Vom Food Truck zum preisgekrönten Restaurant

Nach nur einem Jahr des mobilen Betriebs eröffneten Brady und Dana 2016 ihren ersten stationären Standort im Petworth-Viertel von Washington, D.C. Der ursprüngliche Chevy Pickup, liebevoll "Baby Blue" genannt, dient heute eher als Ausstellungsstück denn als Arbeitstier. Das Geschäft entwickelte sich hervorragend und erhielt 2017 eine bedeutende Anerkennung, als Bon Appétit Timber Pizza Co. als "Pizzeria des Jahres" auszeichnete. 2019 folgte die erste Bib Gourmand-Auszeichnung vom Michelin Guide, was den Erfolg des Unternehmens weiter unterstrich.

Pandemie, Partnerschaften und der Sprung ins Franchising

Gerade als das Unternehmen seinen Höhepunkt erreichte, traf die COVID-19-Pandemie im Jahr 2020 die Gastronomie hart. Um die Stabilität des Geschäfts zu gewährleisten, entschieden sich Brady und Dana 2021, neue Partner und Kapital ins Unternehmen zu holen.

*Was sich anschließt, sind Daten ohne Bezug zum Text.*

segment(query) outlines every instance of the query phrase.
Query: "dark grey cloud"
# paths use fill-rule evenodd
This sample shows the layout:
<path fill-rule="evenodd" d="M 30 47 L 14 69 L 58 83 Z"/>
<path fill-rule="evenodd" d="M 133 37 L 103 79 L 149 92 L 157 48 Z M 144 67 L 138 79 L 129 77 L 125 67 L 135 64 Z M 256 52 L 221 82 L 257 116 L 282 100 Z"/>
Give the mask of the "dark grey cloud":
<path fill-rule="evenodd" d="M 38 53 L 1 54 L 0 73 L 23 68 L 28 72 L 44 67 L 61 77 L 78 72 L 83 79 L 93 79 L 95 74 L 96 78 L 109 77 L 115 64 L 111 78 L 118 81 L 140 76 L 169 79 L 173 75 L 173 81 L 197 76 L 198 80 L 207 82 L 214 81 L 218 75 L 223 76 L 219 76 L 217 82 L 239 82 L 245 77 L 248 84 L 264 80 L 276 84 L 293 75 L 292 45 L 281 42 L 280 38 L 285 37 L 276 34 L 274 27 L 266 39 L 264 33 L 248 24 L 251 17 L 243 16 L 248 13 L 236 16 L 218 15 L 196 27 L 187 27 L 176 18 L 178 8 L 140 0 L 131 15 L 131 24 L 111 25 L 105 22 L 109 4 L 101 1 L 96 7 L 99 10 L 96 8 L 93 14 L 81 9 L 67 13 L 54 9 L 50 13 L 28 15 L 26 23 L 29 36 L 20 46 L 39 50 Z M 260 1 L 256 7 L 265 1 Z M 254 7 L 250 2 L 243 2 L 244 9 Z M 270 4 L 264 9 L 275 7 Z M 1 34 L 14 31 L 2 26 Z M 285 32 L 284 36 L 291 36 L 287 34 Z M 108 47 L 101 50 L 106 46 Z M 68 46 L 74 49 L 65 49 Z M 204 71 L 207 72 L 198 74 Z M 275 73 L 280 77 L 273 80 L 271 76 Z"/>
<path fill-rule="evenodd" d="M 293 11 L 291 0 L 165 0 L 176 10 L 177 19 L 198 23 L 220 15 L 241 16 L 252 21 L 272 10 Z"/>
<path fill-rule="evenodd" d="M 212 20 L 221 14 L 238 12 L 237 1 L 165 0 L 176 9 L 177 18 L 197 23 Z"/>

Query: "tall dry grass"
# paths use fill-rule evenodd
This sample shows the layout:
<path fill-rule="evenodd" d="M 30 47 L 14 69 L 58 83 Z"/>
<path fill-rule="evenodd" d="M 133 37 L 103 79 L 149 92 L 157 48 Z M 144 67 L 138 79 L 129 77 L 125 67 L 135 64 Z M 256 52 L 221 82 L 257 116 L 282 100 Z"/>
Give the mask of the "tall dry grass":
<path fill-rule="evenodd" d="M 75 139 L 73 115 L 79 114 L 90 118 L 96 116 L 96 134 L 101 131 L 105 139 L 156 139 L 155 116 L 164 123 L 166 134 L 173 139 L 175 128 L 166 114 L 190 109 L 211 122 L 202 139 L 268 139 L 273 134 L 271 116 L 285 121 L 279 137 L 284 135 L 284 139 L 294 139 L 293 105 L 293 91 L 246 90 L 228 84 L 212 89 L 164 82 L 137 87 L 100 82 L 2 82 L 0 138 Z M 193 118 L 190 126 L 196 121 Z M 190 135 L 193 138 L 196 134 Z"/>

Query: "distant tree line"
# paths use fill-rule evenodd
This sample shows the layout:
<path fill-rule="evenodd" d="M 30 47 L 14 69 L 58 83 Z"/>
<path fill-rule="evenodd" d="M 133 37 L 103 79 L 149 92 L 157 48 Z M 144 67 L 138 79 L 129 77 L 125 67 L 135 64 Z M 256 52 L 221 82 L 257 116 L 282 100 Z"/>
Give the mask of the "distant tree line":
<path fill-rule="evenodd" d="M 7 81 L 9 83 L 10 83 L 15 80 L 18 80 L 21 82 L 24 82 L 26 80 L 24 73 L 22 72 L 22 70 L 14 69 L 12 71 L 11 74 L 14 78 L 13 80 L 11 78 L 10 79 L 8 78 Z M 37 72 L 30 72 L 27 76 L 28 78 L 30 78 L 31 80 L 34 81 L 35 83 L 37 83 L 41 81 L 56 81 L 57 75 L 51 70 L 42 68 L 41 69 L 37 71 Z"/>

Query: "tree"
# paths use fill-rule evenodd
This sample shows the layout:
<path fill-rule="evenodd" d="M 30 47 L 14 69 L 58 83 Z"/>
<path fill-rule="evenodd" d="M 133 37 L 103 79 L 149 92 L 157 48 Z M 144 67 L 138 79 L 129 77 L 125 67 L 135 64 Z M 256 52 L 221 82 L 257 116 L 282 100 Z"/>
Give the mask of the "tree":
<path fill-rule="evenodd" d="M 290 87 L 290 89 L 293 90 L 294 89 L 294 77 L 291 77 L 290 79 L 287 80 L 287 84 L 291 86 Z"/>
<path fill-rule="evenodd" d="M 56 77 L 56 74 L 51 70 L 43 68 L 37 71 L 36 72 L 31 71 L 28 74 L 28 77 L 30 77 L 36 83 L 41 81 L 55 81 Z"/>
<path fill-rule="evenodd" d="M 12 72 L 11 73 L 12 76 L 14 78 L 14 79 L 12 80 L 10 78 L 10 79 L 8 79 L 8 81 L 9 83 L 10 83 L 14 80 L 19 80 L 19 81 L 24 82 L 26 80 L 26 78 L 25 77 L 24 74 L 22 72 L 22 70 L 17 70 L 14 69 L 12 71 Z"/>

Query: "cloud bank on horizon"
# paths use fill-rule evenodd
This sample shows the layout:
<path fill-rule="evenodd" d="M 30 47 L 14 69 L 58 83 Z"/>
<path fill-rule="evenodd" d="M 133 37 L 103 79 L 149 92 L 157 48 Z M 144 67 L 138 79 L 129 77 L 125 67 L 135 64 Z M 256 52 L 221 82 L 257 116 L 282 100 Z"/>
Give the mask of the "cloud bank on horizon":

Dies markierte auch den Beginn ihrer Franchising-Reise. Brady beschrieb diese Phase als eine Art Neuanfang: „Ich musste mein Gehirn wirklich neu verdrahten, um von der Art und Weise, wie wir das Geschäft in den ersten sieben Jahren geführt hatten, zu der Art und Weise überzugehen, wie wir expandieren würden.“

Ambitionierte Wachstumspläne für Timber Pizza Co.

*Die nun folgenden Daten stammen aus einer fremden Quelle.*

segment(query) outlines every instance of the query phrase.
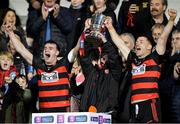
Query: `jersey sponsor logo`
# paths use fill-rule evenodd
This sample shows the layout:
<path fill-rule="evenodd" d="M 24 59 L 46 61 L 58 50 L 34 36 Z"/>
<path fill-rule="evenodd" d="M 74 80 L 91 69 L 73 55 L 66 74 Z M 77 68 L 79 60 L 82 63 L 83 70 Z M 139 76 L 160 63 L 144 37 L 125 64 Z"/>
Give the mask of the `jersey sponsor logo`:
<path fill-rule="evenodd" d="M 146 64 L 142 64 L 140 66 L 134 66 L 132 68 L 132 75 L 140 75 L 140 74 L 144 74 L 146 71 Z"/>
<path fill-rule="evenodd" d="M 53 71 L 50 73 L 43 72 L 41 73 L 41 81 L 43 83 L 51 83 L 51 82 L 56 82 L 59 80 L 58 72 Z"/>

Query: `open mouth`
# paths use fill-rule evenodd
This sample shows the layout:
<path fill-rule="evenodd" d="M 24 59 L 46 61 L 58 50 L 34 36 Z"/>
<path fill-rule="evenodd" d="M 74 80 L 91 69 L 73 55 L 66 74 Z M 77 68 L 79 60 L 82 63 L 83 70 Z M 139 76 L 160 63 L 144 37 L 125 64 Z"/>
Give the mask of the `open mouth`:
<path fill-rule="evenodd" d="M 4 63 L 4 67 L 7 67 L 7 64 L 6 64 L 6 63 Z"/>
<path fill-rule="evenodd" d="M 139 51 L 139 50 L 141 50 L 141 48 L 139 48 L 139 47 L 138 47 L 138 48 L 136 48 L 136 51 Z"/>
<path fill-rule="evenodd" d="M 45 56 L 46 56 L 46 58 L 49 58 L 51 55 L 46 53 Z"/>

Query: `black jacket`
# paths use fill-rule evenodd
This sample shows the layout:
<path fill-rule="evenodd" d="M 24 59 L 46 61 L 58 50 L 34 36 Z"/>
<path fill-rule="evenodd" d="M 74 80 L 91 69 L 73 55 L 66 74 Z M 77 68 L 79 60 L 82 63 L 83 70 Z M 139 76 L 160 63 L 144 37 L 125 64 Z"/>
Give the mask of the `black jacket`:
<path fill-rule="evenodd" d="M 122 69 L 120 58 L 110 42 L 103 45 L 102 51 L 103 55 L 108 56 L 103 69 L 92 65 L 92 60 L 96 58 L 96 50 L 86 49 L 85 56 L 80 58 L 85 75 L 85 89 L 81 98 L 80 111 L 88 111 L 91 105 L 96 107 L 97 112 L 115 111 L 117 107 Z"/>

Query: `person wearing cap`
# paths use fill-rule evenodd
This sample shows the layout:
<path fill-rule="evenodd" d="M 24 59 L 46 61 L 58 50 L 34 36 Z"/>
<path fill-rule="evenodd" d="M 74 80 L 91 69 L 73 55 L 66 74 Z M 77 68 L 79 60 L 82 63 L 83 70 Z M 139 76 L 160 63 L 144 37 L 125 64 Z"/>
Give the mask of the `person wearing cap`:
<path fill-rule="evenodd" d="M 37 71 L 40 112 L 69 111 L 69 76 L 66 58 L 60 57 L 61 48 L 57 42 L 49 40 L 43 48 L 43 60 L 32 55 L 16 37 L 12 27 L 6 28 L 17 52 Z"/>
<path fill-rule="evenodd" d="M 131 78 L 131 119 L 130 122 L 153 123 L 161 122 L 158 80 L 161 74 L 161 57 L 165 53 L 167 38 L 173 28 L 177 12 L 168 11 L 170 19 L 152 51 L 152 40 L 148 35 L 141 35 L 135 43 L 135 51 L 124 44 L 112 26 L 111 18 L 105 20 L 105 26 L 122 55 L 129 62 Z"/>

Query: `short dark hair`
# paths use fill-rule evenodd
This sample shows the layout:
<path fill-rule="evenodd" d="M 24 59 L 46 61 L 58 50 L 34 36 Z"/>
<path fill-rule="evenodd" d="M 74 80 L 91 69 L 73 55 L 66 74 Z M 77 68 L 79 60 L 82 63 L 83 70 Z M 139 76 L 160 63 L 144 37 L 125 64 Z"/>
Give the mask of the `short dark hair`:
<path fill-rule="evenodd" d="M 53 41 L 53 40 L 48 40 L 48 41 L 46 41 L 45 43 L 44 43 L 44 46 L 46 45 L 46 44 L 56 44 L 56 48 L 57 48 L 57 50 L 60 52 L 60 47 L 59 47 L 59 45 L 58 45 L 58 43 L 57 42 L 55 42 L 55 41 Z"/>

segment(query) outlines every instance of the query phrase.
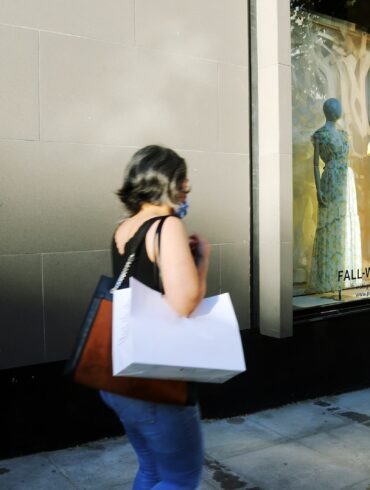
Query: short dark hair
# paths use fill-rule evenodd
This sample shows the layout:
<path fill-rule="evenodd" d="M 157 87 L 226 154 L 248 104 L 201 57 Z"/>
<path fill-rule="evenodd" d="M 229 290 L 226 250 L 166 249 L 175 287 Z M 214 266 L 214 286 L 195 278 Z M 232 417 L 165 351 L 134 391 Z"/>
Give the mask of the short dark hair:
<path fill-rule="evenodd" d="M 182 157 L 170 148 L 149 145 L 132 156 L 117 195 L 131 215 L 140 211 L 144 203 L 170 203 L 176 207 L 185 179 L 186 163 Z"/>

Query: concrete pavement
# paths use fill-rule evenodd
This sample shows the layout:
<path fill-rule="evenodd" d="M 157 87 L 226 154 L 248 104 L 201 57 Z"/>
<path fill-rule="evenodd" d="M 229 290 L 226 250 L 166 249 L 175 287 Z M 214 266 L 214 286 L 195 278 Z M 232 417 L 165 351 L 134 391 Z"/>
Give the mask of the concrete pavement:
<path fill-rule="evenodd" d="M 201 490 L 370 490 L 370 389 L 204 420 Z M 0 461 L 2 490 L 129 489 L 126 439 Z"/>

Seit 2021 ist Timber Pizza Co. auf neun Standorte im Süden der USA angewachsen und betreibt weiterhin fünf mobile Pizza-Einheiten. Das Ziel ist es, in den nächsten drei bis fünf Jahren jährlich zwischen fünf und acht neue Standorte zu eröffnen und danach weiter zu skalieren. Potenzielle Märkte umfassen Atlanta, Savannah, Greenville (South Carolina) und Wilmington (North Carolina). Chris Brady blickt auf die Anfänge zurück und sagt: „Es gab in den ersten Jahren viele Tage mit niederschmetternden Momenten und schwierigen Zeiten, besonders wenn wir auf unser Bankkonto schauten, aber ich bin wirklich froh, dass wir durchgehalten haben.“ Die Geschichte von Timber Pizza Co. ist ein Beleg für die Belohnung von Ausdauer und strategischer Anpassung im Unternehmertum.